Man soll ja eigentlich nicht zurückschauen, die Vergangenheit lässt sich nicht mehr ändern. An dieser Stelle trotzdem ein zugegeben etwas hypothetischer Versuch. Vielleicht hätte eine 2-jährige ADT ohne Unterbrechung eine nachhaltigere Wirkung auf die aggressiven Zellstämme erzielt und du wärst zumindest länger rezidivfrei geblieben. Insofern scheint deine damalige Therapie nur schwer mit der hier aufgezeigten Strategie einer kontinuierlichen 2-jährigen frühen ADT nach RPE bei high-risk Situation vergleichbar.

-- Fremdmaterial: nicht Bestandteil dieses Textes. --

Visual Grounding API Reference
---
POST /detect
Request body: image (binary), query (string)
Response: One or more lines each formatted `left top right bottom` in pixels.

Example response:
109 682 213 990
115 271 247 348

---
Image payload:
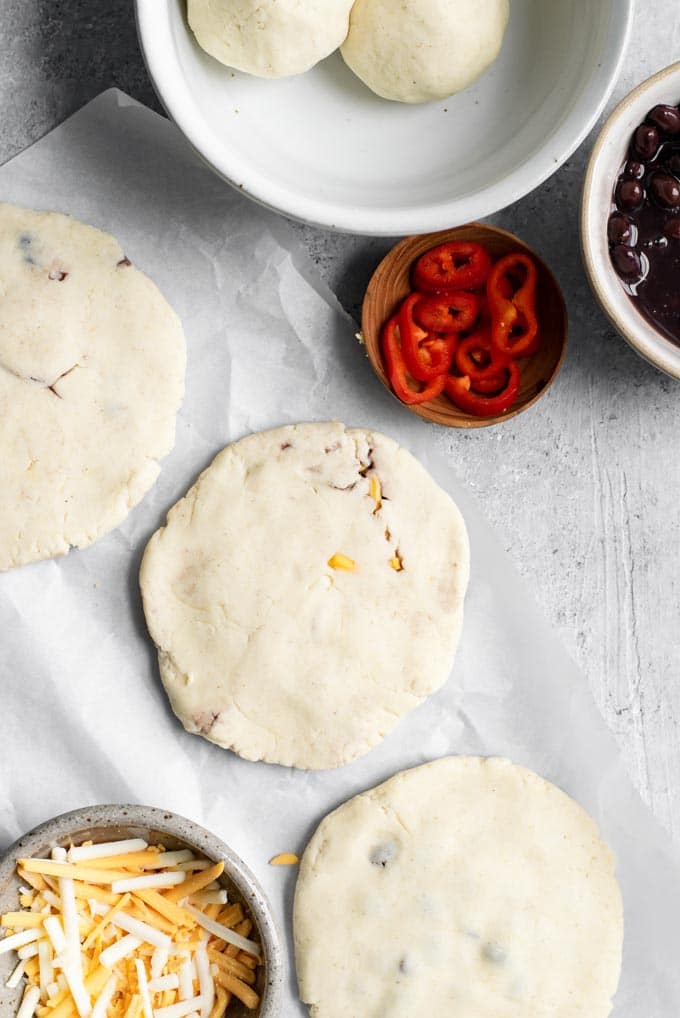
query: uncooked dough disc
188 0 353 77
0 205 185 569
140 423 468 769
294 756 623 1018
341 0 509 103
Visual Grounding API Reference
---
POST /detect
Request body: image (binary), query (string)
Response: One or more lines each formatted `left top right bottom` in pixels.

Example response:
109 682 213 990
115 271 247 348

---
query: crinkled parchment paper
0 92 680 1018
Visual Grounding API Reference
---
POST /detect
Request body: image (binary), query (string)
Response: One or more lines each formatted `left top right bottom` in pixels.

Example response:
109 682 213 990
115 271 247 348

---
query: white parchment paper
0 91 680 1018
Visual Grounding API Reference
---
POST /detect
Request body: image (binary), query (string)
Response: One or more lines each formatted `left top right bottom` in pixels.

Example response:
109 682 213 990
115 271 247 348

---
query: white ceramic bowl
0 805 283 1018
581 63 680 379
136 0 633 236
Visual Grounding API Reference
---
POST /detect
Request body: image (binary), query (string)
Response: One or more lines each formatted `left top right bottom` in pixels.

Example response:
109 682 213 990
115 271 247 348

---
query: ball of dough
188 0 352 77
140 423 468 769
342 0 509 103
0 205 185 569
294 756 623 1018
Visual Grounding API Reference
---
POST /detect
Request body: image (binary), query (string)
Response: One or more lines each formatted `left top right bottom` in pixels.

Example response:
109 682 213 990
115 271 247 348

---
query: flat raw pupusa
294 756 623 1018
0 205 185 570
140 423 468 769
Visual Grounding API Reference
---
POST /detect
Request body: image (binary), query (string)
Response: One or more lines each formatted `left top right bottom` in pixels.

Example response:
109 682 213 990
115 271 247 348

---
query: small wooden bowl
361 223 568 428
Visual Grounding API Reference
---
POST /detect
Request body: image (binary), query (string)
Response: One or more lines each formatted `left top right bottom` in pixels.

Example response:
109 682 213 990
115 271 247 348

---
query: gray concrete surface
0 0 680 841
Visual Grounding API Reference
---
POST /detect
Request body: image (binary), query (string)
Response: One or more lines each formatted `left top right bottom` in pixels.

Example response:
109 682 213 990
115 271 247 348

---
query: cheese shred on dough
140 423 468 769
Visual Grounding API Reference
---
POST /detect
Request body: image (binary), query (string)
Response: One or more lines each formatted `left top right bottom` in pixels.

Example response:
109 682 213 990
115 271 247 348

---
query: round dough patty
341 0 510 103
188 0 353 77
140 423 468 769
294 756 623 1018
0 205 185 569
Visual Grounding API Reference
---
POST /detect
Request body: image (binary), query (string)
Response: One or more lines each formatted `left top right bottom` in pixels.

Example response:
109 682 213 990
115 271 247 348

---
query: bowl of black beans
580 63 680 379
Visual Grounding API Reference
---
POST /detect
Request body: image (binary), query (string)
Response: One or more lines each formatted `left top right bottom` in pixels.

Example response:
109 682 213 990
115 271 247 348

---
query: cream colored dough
0 205 185 569
188 0 352 77
342 0 509 103
294 756 623 1018
140 423 468 769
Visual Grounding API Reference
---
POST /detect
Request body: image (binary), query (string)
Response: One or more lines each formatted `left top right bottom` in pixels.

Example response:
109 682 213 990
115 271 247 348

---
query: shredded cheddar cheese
0 838 262 1018
328 552 356 572
269 852 300 866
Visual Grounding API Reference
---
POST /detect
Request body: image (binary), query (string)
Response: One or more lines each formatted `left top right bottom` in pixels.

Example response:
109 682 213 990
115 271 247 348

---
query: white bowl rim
0 803 283 1018
580 61 680 379
134 0 635 236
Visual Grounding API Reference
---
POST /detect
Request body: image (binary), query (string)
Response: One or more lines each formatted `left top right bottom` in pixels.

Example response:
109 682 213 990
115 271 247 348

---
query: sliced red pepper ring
398 293 456 382
454 329 510 382
381 315 447 405
445 360 519 417
487 251 541 357
470 372 508 396
412 240 492 293
413 290 479 332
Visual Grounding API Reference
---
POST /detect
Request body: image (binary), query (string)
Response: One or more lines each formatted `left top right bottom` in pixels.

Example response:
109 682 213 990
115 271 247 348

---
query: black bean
633 124 659 162
612 244 642 282
616 180 644 212
607 212 637 247
649 173 680 209
647 103 680 134
664 216 680 240
666 152 680 177
623 159 646 180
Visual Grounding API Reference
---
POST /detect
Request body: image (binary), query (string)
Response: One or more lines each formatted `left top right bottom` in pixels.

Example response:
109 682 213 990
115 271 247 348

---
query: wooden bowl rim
361 222 569 429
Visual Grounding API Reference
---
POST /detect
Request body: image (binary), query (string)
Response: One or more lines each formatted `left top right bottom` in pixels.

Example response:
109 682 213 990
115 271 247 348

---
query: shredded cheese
328 552 356 572
0 839 262 1018
269 852 300 866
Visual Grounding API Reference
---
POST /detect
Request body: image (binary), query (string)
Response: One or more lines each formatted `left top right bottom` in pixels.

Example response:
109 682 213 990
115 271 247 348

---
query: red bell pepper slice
412 240 492 293
445 360 519 417
470 372 508 396
398 293 456 382
487 251 541 357
454 328 510 382
413 290 479 332
381 315 447 405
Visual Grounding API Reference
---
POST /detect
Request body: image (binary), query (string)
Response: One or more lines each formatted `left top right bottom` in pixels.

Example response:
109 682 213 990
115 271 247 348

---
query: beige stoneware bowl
0 805 283 1018
580 63 680 379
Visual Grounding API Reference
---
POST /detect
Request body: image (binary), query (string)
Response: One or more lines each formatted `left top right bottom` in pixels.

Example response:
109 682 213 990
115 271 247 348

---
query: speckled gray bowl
0 805 283 1018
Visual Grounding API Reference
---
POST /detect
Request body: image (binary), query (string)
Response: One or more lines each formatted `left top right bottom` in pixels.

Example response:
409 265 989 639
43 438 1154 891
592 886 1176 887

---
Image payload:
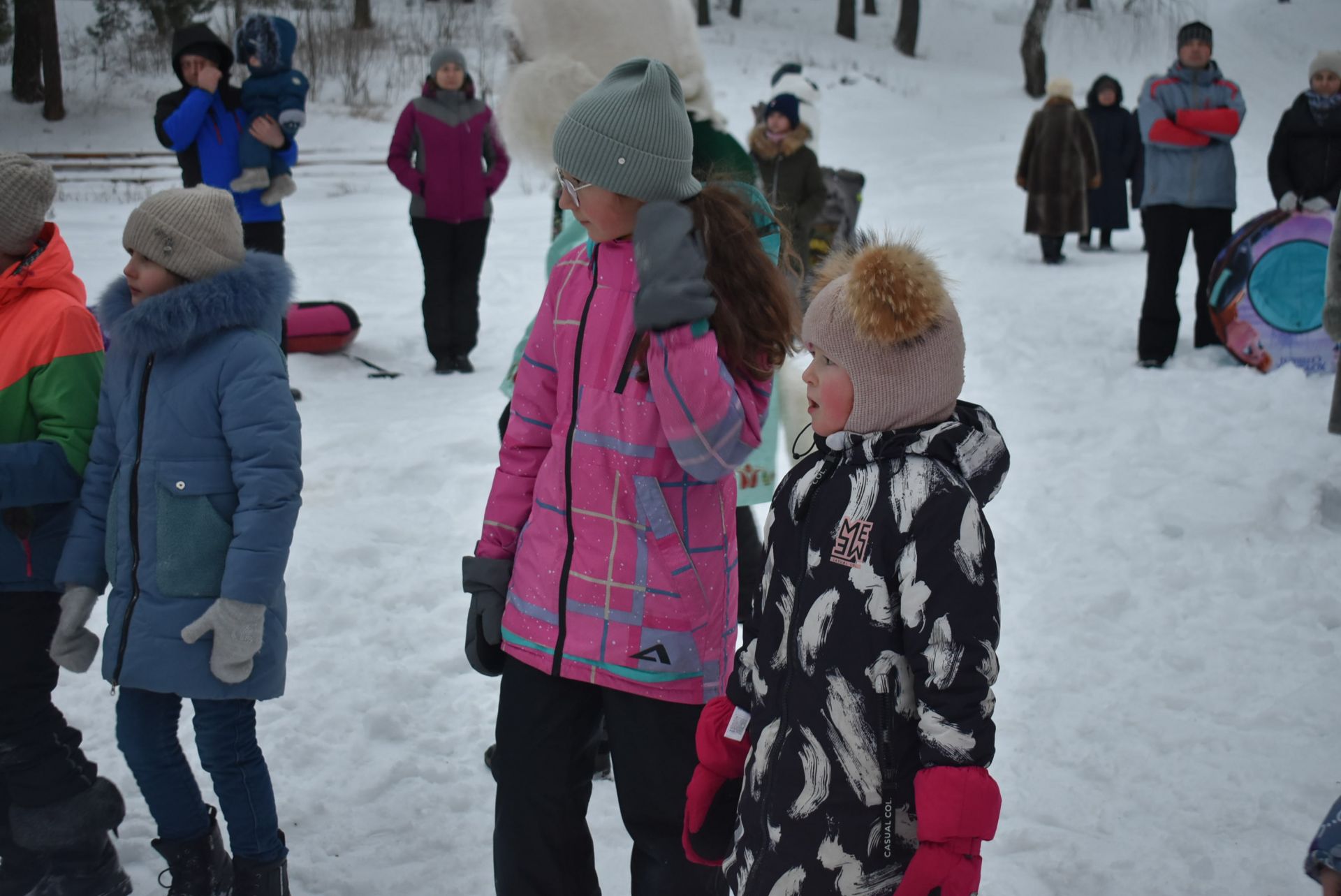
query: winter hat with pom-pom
1046 76 1076 99
800 237 964 433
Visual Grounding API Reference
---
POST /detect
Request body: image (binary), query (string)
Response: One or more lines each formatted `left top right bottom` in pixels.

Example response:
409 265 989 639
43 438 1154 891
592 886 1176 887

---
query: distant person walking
1137 22 1247 367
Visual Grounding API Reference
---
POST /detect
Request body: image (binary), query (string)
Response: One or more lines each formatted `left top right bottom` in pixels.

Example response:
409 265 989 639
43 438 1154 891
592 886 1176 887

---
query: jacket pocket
154 463 237 597
102 465 121 587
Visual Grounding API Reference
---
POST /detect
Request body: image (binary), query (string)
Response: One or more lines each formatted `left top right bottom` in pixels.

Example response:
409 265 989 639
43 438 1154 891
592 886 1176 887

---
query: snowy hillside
0 0 1341 896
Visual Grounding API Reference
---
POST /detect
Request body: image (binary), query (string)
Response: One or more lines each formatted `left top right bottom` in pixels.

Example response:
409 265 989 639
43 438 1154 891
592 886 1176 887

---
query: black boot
150 806 233 896
0 811 47 896
232 830 288 896
34 835 131 896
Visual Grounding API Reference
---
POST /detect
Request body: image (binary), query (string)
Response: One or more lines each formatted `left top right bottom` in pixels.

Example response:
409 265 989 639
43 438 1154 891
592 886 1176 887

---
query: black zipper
108 355 154 693
551 245 601 677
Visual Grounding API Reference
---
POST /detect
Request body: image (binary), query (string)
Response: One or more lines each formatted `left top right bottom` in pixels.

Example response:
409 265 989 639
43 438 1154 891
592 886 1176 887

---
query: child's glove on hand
895 766 1002 896
680 698 749 865
181 597 265 684
47 585 98 672
633 201 717 332
461 557 512 676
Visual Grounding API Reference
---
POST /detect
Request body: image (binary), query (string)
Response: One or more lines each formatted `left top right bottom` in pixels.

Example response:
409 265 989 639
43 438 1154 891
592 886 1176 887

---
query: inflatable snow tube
284 302 360 354
1210 210 1337 373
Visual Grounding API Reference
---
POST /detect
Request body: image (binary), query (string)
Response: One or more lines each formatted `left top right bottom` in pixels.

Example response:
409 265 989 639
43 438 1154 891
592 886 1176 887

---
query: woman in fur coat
1015 78 1102 264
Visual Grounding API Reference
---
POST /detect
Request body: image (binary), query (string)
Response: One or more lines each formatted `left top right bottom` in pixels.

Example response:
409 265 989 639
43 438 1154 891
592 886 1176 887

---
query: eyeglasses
554 168 592 208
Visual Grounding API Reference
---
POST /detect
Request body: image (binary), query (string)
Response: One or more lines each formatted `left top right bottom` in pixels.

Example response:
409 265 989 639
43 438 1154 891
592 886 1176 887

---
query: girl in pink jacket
464 59 796 896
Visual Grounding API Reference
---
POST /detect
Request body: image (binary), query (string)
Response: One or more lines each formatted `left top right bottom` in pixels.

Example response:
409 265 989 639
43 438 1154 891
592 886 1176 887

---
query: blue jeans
117 688 288 862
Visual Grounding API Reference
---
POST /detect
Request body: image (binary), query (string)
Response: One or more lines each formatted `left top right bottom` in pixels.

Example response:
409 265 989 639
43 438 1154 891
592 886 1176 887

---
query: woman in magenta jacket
386 47 508 373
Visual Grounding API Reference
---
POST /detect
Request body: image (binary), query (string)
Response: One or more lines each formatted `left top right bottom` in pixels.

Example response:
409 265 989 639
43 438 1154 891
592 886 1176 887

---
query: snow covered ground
0 0 1341 896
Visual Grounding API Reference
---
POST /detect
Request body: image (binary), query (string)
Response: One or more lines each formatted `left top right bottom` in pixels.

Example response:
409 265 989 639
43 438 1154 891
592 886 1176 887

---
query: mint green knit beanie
554 59 703 203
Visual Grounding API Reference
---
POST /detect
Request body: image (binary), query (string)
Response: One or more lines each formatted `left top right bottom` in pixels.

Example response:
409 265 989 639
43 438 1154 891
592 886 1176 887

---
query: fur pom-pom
812 235 953 345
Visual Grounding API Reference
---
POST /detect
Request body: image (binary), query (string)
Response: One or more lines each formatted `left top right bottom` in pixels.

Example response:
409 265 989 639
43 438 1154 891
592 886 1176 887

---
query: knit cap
763 94 800 127
427 47 467 78
121 185 247 280
1045 76 1076 99
0 153 57 258
800 237 964 433
1178 22 1214 50
554 59 703 203
1309 50 1341 80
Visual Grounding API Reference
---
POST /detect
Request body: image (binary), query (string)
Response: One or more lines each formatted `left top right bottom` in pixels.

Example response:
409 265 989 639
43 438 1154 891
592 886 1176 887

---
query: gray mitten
461 557 512 676
633 200 717 331
47 585 98 672
181 597 265 684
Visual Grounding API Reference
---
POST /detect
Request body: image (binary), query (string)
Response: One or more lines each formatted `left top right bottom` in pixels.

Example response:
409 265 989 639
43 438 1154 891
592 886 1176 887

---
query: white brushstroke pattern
847 559 895 629
923 615 964 691
787 726 831 820
898 542 930 629
955 500 985 585
822 672 882 806
796 587 838 675
917 703 978 765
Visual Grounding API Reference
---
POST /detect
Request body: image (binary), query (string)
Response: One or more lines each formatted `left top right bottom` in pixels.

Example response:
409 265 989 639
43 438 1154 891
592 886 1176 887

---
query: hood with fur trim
98 252 293 354
749 122 810 162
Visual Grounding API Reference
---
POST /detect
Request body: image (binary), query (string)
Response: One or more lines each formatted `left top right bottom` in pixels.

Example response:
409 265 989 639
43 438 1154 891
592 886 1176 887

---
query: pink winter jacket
476 240 770 703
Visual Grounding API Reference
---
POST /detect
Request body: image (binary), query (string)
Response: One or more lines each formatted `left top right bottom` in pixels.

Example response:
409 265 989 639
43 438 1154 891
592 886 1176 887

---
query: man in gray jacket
1137 22 1247 367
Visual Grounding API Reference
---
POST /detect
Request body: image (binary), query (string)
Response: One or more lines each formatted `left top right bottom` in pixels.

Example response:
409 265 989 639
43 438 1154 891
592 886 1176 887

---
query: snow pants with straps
494 657 727 896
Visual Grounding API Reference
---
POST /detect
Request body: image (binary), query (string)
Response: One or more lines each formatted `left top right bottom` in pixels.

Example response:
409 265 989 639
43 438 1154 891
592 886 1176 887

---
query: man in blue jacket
154 24 298 255
1137 22 1247 367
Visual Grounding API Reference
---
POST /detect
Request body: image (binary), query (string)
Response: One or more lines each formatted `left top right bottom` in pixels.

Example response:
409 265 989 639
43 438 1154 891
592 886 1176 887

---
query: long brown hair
637 179 800 380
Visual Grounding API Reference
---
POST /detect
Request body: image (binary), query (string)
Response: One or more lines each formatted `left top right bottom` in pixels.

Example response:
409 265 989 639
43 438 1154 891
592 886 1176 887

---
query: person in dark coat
682 244 1010 896
749 94 829 270
1266 51 1341 212
154 24 298 255
386 47 510 374
1080 75 1141 252
51 186 303 896
1015 78 1101 264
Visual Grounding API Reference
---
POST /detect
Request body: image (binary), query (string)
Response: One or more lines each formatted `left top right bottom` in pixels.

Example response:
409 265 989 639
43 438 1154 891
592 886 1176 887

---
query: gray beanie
0 153 57 258
427 47 467 78
1309 50 1341 80
800 237 964 433
554 59 703 203
121 185 247 280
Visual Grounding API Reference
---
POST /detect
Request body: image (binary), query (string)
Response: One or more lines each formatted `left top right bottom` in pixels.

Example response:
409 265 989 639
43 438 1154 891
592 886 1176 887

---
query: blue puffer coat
57 252 303 700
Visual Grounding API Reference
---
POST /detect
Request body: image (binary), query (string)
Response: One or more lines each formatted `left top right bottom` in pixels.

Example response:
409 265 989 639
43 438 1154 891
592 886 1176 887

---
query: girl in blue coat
51 186 302 896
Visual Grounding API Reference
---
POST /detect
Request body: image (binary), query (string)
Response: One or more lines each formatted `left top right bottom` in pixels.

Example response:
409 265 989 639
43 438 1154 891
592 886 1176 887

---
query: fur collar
749 122 810 162
98 252 293 354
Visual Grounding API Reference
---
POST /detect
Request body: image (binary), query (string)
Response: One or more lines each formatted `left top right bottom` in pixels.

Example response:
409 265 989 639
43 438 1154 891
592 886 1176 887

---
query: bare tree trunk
1019 0 1053 99
354 0 373 31
838 0 857 41
9 0 42 103
895 0 921 57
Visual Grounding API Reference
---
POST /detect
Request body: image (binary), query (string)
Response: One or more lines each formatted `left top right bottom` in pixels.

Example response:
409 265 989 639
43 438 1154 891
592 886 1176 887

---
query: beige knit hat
1045 76 1076 99
121 185 247 280
0 153 57 258
800 237 964 433
1309 50 1341 80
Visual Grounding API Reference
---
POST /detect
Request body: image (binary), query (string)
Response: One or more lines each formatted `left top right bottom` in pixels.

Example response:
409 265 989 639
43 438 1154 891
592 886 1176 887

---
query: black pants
1137 205 1233 362
243 221 284 255
494 657 727 896
0 592 98 810
411 217 490 361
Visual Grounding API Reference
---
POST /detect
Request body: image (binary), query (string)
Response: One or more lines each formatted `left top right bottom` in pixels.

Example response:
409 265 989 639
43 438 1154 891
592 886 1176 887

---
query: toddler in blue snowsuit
228 13 307 205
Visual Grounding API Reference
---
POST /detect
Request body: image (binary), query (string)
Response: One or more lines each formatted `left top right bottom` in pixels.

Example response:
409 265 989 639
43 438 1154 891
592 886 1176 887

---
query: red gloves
895 766 1002 896
680 698 749 865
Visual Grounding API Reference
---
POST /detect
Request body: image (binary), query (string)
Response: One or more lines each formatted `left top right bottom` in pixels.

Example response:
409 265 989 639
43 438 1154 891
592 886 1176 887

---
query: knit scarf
1303 90 1341 125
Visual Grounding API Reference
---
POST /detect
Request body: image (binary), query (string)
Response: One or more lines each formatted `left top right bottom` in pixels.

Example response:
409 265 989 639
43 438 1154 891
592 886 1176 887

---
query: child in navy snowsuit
228 13 307 205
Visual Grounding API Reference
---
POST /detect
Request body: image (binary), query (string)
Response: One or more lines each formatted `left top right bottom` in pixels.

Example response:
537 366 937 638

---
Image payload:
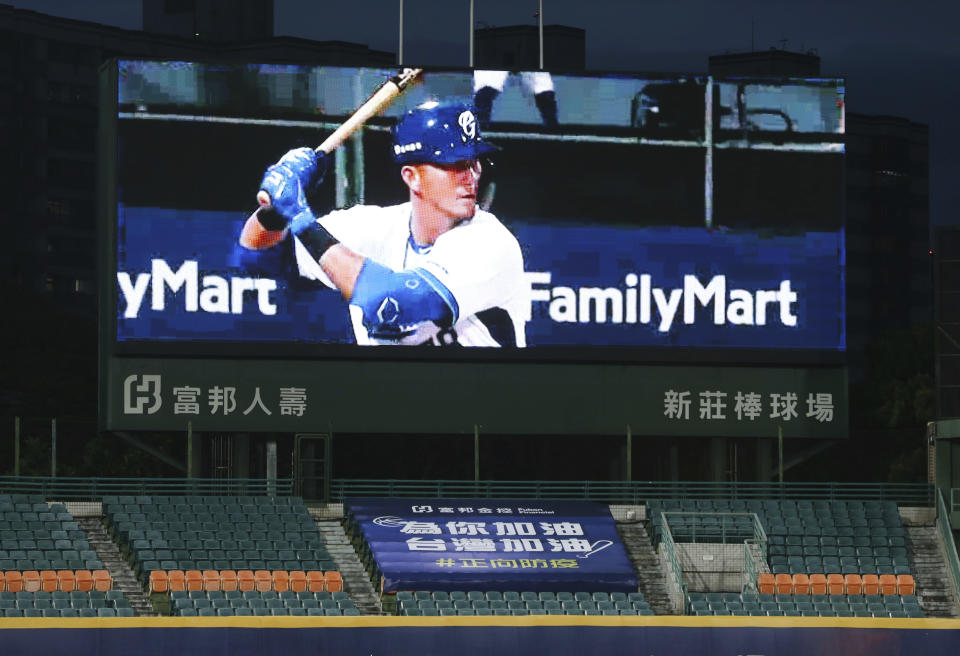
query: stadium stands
170 590 360 617
0 590 134 617
103 496 336 591
385 590 653 616
647 499 912 586
686 592 924 618
0 494 113 617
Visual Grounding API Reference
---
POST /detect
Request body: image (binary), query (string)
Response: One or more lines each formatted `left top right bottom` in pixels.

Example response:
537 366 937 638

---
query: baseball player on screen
240 103 529 347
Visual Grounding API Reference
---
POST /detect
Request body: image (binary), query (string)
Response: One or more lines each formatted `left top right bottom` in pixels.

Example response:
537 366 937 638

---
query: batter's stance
240 103 530 347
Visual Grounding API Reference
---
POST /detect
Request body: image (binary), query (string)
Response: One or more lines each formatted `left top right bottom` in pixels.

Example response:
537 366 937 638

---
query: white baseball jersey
295 203 530 347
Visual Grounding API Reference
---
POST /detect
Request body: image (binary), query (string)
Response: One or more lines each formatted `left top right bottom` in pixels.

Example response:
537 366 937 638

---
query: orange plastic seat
203 569 220 592
290 571 307 592
270 569 290 592
76 569 93 592
57 569 77 592
253 569 273 592
307 572 327 592
5 572 23 592
793 574 810 594
810 574 827 594
167 569 187 592
773 574 793 594
897 574 917 594
323 569 343 592
23 569 40 592
220 569 237 592
880 574 897 595
861 574 880 594
237 569 257 592
184 569 203 592
40 569 60 592
757 572 776 594
150 569 170 592
843 574 863 594
827 574 846 594
93 569 113 592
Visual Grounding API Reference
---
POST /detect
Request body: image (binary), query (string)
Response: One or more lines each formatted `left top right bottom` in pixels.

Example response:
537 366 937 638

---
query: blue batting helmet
393 102 496 164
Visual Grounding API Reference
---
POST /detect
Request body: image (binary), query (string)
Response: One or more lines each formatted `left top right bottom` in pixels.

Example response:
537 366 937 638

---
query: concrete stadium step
617 521 675 615
904 524 960 617
76 517 157 616
314 519 384 615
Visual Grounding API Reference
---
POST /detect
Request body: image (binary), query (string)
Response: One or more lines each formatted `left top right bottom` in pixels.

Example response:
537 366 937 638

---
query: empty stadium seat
827 574 846 595
897 574 916 595
149 570 170 593
878 574 898 595
793 573 810 594
862 574 880 595
220 569 239 592
757 573 776 594
843 574 863 594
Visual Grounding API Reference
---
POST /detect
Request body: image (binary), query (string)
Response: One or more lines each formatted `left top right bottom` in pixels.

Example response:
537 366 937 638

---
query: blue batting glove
260 148 328 234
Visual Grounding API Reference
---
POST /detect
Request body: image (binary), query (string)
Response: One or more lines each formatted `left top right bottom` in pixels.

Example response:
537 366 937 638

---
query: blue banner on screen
110 61 846 358
346 499 637 592
117 207 844 349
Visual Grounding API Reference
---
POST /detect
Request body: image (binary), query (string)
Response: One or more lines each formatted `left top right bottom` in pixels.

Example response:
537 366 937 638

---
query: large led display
111 61 845 353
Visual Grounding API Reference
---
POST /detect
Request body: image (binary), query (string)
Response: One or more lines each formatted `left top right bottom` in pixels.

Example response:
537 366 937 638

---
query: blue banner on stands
346 499 637 592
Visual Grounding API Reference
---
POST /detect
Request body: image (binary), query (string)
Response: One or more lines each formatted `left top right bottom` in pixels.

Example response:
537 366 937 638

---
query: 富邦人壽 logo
123 374 163 415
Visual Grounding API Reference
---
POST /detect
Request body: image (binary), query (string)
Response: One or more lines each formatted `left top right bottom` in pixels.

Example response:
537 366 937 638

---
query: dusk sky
9 0 960 225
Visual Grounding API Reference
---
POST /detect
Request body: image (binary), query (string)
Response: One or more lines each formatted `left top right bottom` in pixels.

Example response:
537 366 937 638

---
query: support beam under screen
703 76 713 230
114 431 187 473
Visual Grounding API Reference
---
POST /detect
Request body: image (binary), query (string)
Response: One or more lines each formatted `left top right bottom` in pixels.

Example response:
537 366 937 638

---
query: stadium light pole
537 0 543 71
50 417 57 478
13 417 20 478
397 0 403 66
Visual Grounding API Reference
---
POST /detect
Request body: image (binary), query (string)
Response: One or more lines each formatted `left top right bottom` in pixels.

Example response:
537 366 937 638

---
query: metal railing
0 476 293 501
660 513 687 614
330 478 935 507
0 476 936 507
661 510 767 553
937 490 960 602
740 540 770 592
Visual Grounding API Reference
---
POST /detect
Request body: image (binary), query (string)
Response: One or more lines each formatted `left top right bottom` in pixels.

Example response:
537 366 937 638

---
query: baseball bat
257 68 423 209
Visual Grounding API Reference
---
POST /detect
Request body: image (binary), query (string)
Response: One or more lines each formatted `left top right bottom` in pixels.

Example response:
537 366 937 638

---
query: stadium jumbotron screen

Wichtig scheint mir für Hochrisiko-Betroffene nach RPE die Chance auf eine lange Rezidivfreiheit durch eine frühe ADT. Wie du selbst schreibst sind bei dir durch die Hormonbehandlung wohl alle Tumorzellen im kleinen Becken und parailiakal vernichtet worden. Vielleicht hat man Glück und die aggressiven Mutationsvarianten sind mit der RPE beseitigt, den Rest erledigt dann die ADT oder man hat eben Pech und es existieren Zellstämme die dem Hormonentzug widerstehen.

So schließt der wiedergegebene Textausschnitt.